Please let me know what you think... I also need to cut about 150 words... any suggestions would be appreciated. Thanks!
Prompt: Evaluate a significant experience, achievement, risk you have taken, or ethical dilemma you have faced and its impact on you.
I stepped into room 218, set my music on the stand, and glanced up at the wall of newspaper staring back at me. It was my senior year in high school. I remembered what I had been told about the judges being able to see only your shoes, so I planted my feet confidently into the floor. I raised my flute to my mouth and adjusted the warm metal to my embouchure. Then, after taking a deep breath, I floated flawlessly up to the top of my range and back down again. I looked down at the selected excerpt and let my muscle memory take over while my mind floated in and out of the audition room, trying to keep my nerves under control. I moved to the next room, where I also played about as well as I could have hoped for with all the adrenaline pumping through my veins. When I returned to the hall, though, I did what every musician does: "I messed up on this and that, and my tone was bad. I doubt I'll make it," and I got back the typical, meaningless, "No, that was so good! You'll make it for sure!"
My junior year, I became really serious about my flute playing. I had success that fall and winter, but from there things started going downhill. I was the only junior flutist not to get a I rating on her solo, and I did not qualify for state. I spent my next flute lesson being reminded about my less than perfect performance as I tried to hold back the tears. In less than a year, my flute teacher, Mrs. Stricklin, had gone from expecting me to get first chair, to appearing to have lost faith in my abilities. I spent the remainder of the year demoted to second part, and I couldn't help but feel that everyone, even my band director, Mr. Protzman, looked down upon me as a flute player.
I tried to hide my hurt, but in my heart I wanted nothing more than to prove myself to Mrs. Stricklin. From early June until the November 12th NEKMEA All-District auditions, I practiced Mozart's Concerto in G Major several times a week. At my lessons, I was so worried about impressing her that once my lip even began to quiver. But the last time I saw her, she didn't offer a single word of confidence in me. The best she had to say was "you never know with these things," and she admitted that my friend had a better chance of making it. I respected her opinion, and I wanted my best friend to do well, but at the same time I despised her for it, and that audition was my chance to prove myself.
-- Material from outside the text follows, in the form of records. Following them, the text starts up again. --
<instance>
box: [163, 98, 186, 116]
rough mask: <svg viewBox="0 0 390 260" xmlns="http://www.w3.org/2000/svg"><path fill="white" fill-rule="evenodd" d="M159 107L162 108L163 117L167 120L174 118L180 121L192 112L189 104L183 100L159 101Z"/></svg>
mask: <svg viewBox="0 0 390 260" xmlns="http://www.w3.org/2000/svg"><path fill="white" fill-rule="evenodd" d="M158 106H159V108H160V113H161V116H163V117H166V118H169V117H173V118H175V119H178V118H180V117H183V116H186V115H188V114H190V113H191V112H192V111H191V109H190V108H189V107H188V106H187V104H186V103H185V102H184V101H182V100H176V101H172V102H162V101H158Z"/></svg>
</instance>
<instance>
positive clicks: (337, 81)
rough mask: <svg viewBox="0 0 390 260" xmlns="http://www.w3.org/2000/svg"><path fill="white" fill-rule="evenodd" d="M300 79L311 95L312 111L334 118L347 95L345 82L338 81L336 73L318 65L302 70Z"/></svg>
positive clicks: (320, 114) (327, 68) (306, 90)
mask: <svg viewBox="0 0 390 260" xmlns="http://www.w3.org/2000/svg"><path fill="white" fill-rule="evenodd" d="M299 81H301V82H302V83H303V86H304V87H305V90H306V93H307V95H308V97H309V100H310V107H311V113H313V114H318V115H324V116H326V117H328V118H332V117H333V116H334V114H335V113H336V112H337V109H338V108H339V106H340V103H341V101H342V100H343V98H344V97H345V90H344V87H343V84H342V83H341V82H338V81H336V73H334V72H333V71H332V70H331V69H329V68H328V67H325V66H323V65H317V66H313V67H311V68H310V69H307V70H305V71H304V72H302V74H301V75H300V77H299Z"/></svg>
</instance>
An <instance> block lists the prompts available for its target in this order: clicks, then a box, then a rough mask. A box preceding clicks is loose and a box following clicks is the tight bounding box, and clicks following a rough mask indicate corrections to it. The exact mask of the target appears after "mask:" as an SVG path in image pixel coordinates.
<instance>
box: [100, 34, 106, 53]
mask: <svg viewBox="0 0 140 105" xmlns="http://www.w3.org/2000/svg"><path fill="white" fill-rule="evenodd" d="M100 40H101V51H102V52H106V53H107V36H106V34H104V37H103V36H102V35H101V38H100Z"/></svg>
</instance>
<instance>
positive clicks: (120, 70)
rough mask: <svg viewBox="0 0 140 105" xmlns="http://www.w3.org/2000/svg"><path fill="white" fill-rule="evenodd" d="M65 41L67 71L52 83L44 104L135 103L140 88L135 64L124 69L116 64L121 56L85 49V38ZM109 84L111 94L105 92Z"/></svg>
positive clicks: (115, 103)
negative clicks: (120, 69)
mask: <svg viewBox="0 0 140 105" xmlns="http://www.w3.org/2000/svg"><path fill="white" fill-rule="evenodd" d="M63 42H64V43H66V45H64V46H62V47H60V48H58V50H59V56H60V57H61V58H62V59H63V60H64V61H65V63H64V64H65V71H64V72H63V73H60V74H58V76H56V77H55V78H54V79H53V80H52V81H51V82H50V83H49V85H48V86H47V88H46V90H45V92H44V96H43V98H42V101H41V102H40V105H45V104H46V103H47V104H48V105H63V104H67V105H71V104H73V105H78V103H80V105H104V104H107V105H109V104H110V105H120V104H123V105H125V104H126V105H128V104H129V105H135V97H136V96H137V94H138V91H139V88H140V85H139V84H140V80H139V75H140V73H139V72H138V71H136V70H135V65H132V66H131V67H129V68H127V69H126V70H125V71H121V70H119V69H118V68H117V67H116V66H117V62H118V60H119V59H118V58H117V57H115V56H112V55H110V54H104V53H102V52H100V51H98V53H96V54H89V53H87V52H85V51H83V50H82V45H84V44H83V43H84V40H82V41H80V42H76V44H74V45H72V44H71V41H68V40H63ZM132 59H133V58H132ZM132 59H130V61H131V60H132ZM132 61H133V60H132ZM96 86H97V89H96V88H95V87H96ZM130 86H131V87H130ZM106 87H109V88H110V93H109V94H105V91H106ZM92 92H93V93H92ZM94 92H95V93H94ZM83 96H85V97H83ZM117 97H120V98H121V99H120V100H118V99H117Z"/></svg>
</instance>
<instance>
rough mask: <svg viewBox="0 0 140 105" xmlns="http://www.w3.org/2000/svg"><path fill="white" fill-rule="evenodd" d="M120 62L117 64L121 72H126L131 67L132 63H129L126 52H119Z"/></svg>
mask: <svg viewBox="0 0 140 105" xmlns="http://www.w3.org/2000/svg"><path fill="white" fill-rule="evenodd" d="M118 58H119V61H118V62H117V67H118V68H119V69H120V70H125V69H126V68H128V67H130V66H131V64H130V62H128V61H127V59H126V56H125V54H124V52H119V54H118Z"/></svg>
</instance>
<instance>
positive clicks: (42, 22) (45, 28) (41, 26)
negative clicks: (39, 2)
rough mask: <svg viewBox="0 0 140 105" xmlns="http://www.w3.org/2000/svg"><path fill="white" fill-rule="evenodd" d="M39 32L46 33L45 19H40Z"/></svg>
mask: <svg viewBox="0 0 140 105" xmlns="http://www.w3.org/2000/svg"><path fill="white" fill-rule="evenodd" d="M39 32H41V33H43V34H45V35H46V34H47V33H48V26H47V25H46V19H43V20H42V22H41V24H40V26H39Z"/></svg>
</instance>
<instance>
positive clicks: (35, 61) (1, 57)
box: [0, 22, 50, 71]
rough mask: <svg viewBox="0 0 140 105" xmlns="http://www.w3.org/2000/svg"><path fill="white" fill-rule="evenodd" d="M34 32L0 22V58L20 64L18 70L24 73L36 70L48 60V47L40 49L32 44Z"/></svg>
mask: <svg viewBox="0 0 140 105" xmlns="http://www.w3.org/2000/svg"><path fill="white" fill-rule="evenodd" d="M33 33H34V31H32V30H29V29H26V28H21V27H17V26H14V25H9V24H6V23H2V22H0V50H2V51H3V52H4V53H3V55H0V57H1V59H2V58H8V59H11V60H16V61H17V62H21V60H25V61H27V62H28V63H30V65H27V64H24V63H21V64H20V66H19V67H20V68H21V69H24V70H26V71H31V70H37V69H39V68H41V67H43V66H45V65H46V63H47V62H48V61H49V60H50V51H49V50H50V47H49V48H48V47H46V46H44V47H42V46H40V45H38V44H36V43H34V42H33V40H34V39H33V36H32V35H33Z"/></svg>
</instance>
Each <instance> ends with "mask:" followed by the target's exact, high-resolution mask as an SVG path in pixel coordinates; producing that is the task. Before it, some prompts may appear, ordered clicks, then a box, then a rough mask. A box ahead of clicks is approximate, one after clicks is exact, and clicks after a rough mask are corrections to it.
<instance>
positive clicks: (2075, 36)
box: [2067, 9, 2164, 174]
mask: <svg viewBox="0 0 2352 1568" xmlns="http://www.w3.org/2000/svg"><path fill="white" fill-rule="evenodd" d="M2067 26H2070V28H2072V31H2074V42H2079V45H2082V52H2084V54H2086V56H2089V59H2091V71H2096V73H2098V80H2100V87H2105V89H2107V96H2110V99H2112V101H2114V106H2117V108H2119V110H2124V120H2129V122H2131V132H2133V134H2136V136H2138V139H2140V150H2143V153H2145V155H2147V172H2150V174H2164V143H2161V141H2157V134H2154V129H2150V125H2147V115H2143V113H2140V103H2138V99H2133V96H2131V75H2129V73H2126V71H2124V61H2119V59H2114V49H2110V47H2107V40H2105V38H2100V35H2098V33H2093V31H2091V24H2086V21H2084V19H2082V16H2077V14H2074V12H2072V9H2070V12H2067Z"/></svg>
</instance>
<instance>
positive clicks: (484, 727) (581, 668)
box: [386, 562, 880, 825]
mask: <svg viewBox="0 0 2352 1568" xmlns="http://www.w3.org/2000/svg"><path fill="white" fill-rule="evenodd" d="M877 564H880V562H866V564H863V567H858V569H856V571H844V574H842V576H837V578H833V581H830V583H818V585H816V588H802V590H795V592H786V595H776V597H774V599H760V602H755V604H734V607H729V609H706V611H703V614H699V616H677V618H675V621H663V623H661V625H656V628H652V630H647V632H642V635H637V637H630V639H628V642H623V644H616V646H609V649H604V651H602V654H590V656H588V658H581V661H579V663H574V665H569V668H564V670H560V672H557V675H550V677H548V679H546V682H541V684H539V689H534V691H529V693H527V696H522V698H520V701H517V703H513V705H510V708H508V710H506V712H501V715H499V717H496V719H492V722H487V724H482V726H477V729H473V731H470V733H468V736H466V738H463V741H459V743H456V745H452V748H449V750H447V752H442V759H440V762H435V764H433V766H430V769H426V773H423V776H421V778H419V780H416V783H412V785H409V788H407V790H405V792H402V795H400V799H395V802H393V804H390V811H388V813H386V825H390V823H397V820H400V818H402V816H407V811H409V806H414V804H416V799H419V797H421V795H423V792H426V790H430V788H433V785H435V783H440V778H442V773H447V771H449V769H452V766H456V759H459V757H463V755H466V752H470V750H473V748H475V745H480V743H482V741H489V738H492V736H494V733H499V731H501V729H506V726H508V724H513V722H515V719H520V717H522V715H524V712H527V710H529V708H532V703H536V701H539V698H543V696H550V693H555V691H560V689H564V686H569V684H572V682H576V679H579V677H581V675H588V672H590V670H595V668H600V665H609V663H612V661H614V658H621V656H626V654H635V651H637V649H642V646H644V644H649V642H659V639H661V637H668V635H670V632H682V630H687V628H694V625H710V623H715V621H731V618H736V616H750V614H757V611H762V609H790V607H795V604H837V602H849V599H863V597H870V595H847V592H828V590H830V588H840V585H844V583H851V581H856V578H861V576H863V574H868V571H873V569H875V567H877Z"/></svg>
After two hours of butterflies and anxious nail biting, a man walked over to the wall with pages fresh off the printer. There was already a mob formed whose heads I couldn't see over, and I stood back in an attempt to calm myself while I waited my turn to see the list. I stood on my tip toes and leaned in over the competition to see something I couldn't believe. I had made the All-District Band. I turned around with a beaming smile, and my school band director, Mr. Protzman, put his arm around me and said, "You made it."
Don't think you need a full stop before but here
The second half of my audition also went about as well as I could have hoped for with all the adrenaline pumping through my veins. But when I returned to the hall
I like the last paragraph, you shouldn't change it
So just cut first ones, they are too long
But your essay is really good!
This addresses the prompt perfectly. The experience you mention is also excellent as it deals with music, a plus for your admissions process. The imagery was phenomenal which essentially helps demonstrate your mastery of the English language and your intellect. It's really tough for me to tell you what to cut out as I feel your essay is strong throughout. It'll be up to you to determine what is more important as you seem to hit a couple big points and elaborate on them. Again, great essay and best of luck!